Title: | Identify Distributions that Match Reported Sample Parameters (SPRITE) |
---|---|
Description: | The SPRITE algorithm creates possible distributions of discrete responses based on reported sample parameters, such as mean, standard deviation and range (Heathers et al., 2018, <doi:10.7287/peerj.preprints.26968v1>). This package implements it, drawing heavily on the code for Nick Brown's 'rSPRITE' Shiny app <https://shiny.ieis.tue.nl/sprite/>. In addition, it supports the modeling of distributions based on multi-item (Likert-type) scales and the use of restrictions on the frequency of particular responses. |
Authors: | Lukas Wallrich [aut, cre] |
Maintainer: | Lukas Wallrich <[email protected]> |
License: | MIT + file LICENSE |
Version: | 0.2.1 |
Built: | 2025-03-05 04:02:14 UTC |
Source: | https://github.com/lukaswallrich/rsprite2 |
This function aims to find a possible distribution that would give rise to
the observed sample parameters. For that, you need to pass a list of parameters,
best created with set_parameters
find_possible_distribution(parameters, seed = NULL, values_only = FALSE)
find_possible_distribution(parameters, seed = NULL, values_only = FALSE)
parameters |
List of parameters, see |
seed |
An integer to use as the seed for random number generation. Set this in scripts to ensure reproducibility. |
values_only |
Should only values or a more informative list be returned. See Value section. |
Unless values_only = TRUE
, a list with:
outcome |
success or failure - character |
distribution |
The distribution that was found (if success) / that had the closest variance (if failure) - numeric |
mean |
The exact mean of the distribution - numeric |
sd |
The SD of the distribution that was found (success) / that came closest (failure) - numeric |
iterations |
The number of iterations required to achieve the specified SD - numeric |
If values_only = TRUE
, then the distribution is returned if one was found, and NULL if it failed.
sprite_parameters <- set_parameters(mean = 2.2, sd = 1.3, n_obs = 20, min_val = 1, max_val = 5) find_possible_distribution(sprite_parameters)
sprite_parameters <- set_parameters(mean = 2.2, sd = 1.3, n_obs = 20, min_val = 1, max_val = 5) find_possible_distribution(sprite_parameters)
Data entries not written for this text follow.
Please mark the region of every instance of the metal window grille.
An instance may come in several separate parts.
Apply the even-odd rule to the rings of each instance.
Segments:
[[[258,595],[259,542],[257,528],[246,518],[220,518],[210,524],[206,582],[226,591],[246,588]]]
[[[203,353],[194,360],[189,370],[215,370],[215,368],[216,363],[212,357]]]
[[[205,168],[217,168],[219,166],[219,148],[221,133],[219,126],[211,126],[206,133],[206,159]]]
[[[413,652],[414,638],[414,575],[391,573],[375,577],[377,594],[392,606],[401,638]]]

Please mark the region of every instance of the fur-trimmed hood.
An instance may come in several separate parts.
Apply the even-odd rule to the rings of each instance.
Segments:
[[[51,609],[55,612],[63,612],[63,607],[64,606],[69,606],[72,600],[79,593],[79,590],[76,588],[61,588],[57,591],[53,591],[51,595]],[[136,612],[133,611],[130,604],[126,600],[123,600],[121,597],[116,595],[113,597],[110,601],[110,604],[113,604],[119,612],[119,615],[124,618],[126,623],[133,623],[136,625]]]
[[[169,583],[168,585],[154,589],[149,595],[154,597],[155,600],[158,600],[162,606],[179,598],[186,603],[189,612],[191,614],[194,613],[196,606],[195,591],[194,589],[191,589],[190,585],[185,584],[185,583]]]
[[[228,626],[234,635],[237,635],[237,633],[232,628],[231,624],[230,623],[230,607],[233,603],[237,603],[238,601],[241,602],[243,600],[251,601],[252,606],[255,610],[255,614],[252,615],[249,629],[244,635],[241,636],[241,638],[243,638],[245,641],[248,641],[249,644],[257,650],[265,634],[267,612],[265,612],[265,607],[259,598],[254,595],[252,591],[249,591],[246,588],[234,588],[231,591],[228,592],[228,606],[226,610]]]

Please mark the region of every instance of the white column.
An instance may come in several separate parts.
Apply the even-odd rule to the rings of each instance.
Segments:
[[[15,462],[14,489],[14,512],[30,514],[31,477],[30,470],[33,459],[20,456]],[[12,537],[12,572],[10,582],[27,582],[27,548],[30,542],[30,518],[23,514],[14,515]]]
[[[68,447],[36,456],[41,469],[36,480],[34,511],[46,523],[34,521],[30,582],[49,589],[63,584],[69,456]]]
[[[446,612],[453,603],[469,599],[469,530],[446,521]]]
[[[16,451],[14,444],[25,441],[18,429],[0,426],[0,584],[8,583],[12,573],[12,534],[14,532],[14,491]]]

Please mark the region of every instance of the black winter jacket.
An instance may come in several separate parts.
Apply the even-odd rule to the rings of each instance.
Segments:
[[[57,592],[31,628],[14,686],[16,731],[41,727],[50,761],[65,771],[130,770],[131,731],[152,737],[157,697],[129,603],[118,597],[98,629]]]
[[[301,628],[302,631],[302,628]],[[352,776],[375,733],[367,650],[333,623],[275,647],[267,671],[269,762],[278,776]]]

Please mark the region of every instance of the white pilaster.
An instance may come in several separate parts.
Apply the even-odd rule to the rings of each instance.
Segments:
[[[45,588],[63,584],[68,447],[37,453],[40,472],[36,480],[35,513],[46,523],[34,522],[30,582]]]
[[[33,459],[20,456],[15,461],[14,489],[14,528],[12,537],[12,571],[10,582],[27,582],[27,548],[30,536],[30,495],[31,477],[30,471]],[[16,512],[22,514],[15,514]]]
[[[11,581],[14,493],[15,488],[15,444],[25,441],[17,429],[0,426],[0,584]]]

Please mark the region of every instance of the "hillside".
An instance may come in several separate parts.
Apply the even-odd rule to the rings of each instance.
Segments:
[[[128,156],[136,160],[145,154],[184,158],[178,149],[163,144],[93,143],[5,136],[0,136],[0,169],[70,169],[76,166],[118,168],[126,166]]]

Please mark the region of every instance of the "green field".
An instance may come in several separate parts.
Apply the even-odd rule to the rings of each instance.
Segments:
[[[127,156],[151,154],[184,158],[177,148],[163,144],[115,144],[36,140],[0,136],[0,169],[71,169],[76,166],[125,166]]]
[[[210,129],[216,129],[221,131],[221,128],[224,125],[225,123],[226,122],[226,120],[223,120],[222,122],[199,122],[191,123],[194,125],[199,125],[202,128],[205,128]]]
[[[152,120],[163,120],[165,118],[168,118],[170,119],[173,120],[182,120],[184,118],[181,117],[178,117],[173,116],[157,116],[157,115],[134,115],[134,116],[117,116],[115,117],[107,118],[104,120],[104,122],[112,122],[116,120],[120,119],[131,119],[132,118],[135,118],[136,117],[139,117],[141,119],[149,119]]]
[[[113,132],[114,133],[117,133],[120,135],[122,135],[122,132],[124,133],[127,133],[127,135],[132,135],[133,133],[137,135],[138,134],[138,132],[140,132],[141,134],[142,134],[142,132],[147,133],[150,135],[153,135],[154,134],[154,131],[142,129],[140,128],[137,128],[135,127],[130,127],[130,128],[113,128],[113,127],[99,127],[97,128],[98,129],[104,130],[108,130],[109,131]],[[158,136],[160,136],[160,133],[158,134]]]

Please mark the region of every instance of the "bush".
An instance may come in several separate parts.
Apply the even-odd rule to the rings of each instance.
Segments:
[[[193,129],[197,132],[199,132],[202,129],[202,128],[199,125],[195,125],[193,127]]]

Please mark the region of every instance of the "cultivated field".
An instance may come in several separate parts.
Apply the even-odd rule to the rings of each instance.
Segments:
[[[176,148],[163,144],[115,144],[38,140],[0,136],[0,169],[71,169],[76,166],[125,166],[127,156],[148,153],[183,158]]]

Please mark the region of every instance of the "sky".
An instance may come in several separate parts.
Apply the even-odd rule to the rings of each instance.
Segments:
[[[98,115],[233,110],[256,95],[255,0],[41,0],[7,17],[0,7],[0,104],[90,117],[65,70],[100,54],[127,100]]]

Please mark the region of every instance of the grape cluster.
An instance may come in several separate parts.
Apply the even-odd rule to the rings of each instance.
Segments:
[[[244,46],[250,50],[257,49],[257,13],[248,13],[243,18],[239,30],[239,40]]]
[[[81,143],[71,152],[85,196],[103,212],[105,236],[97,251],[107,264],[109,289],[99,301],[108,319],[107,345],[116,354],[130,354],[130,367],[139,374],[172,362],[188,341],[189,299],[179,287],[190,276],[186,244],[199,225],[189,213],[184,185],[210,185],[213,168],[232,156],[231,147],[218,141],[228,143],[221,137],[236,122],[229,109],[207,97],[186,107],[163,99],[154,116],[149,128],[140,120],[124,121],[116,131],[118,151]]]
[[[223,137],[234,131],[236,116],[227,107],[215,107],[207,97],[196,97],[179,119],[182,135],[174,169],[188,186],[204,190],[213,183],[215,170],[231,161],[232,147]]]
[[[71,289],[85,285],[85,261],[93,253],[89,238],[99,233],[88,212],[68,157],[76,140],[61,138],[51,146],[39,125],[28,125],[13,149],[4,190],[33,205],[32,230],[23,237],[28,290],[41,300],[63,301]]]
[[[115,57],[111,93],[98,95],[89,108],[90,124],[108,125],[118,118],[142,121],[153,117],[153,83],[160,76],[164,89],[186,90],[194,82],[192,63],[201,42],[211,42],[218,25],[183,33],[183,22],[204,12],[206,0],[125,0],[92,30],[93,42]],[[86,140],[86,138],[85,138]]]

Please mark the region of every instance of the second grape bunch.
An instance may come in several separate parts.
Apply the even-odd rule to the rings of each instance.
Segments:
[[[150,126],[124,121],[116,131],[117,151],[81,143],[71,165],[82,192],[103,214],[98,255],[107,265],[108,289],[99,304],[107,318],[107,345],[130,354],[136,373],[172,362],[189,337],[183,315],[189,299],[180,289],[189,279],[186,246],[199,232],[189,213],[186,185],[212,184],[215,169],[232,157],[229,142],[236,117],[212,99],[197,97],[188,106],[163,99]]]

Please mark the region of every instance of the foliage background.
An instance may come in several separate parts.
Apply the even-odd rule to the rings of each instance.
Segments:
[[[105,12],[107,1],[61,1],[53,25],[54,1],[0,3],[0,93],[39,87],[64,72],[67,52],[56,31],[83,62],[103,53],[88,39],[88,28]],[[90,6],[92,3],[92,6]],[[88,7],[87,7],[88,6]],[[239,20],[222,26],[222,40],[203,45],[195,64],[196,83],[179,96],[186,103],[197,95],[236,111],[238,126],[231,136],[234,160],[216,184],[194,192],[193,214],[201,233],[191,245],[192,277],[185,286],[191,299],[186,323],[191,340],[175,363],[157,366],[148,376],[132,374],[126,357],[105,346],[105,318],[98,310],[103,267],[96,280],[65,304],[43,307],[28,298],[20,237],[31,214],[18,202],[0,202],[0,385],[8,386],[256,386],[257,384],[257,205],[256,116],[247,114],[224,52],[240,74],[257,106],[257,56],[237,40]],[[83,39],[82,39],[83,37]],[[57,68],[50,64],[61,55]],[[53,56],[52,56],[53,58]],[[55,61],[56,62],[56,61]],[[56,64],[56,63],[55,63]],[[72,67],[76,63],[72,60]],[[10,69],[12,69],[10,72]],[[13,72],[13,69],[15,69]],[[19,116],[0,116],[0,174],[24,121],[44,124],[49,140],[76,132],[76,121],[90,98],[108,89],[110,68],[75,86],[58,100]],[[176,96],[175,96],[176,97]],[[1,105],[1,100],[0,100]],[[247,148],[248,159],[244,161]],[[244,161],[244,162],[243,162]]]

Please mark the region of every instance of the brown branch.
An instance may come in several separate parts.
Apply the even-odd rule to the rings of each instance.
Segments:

This function aims to find several possible distribution that would give rise to
the observed sample parameters. For that, you need to pass a list of parameters,
created with set_parameters
find_possible_distributions( parameters, n_distributions = 10, seed = NULL, return_tibble = TRUE, return_failures = FALSE )
find_possible_distributions( parameters, n_distributions = 10, seed = NULL, return_tibble = TRUE, return_failures = FALSE )
parameters |
List of parameters, see |
n_distributions |
The target number of distributions to return. |
seed |
An integer to use as the seed for random number generation. Set this in scripts to ensure reproducibility. |
return_tibble |
Should a tibble, rather than a list, be returned? Requires the |
return_failures |
Should distributions that failed to produce the desired SD be returned? Defaults to false |
A tibble or list (depending on the return_tibble
argument) with:
outcome |
success or failure - character |
distribution |
The distribution that was found (if success) / that had the closest variance (if failure) - numeric |
mean |
The exact mean of the distribution - numeric |
sd |
The SD of the distribution that was found (success) / that came closest (failure) - numeric |
iterations |
The number of iterations required to achieve the specified SD - numeric - the first time this distribution was found |
sprite_parameters <- set_parameters(mean = 2.2, sd = 1.3, n_obs = 20, min_val = 1, max_val = 5) find_possible_distributions(sprite_parameters, 5, seed = 1234)
sprite_parameters <- set_parameters(mean = 2.2, sd = 1.3, n_obs = 20, min_val = 1, max_val = 5) find_possible_distributions(sprite_parameters, 5, seed = 1234)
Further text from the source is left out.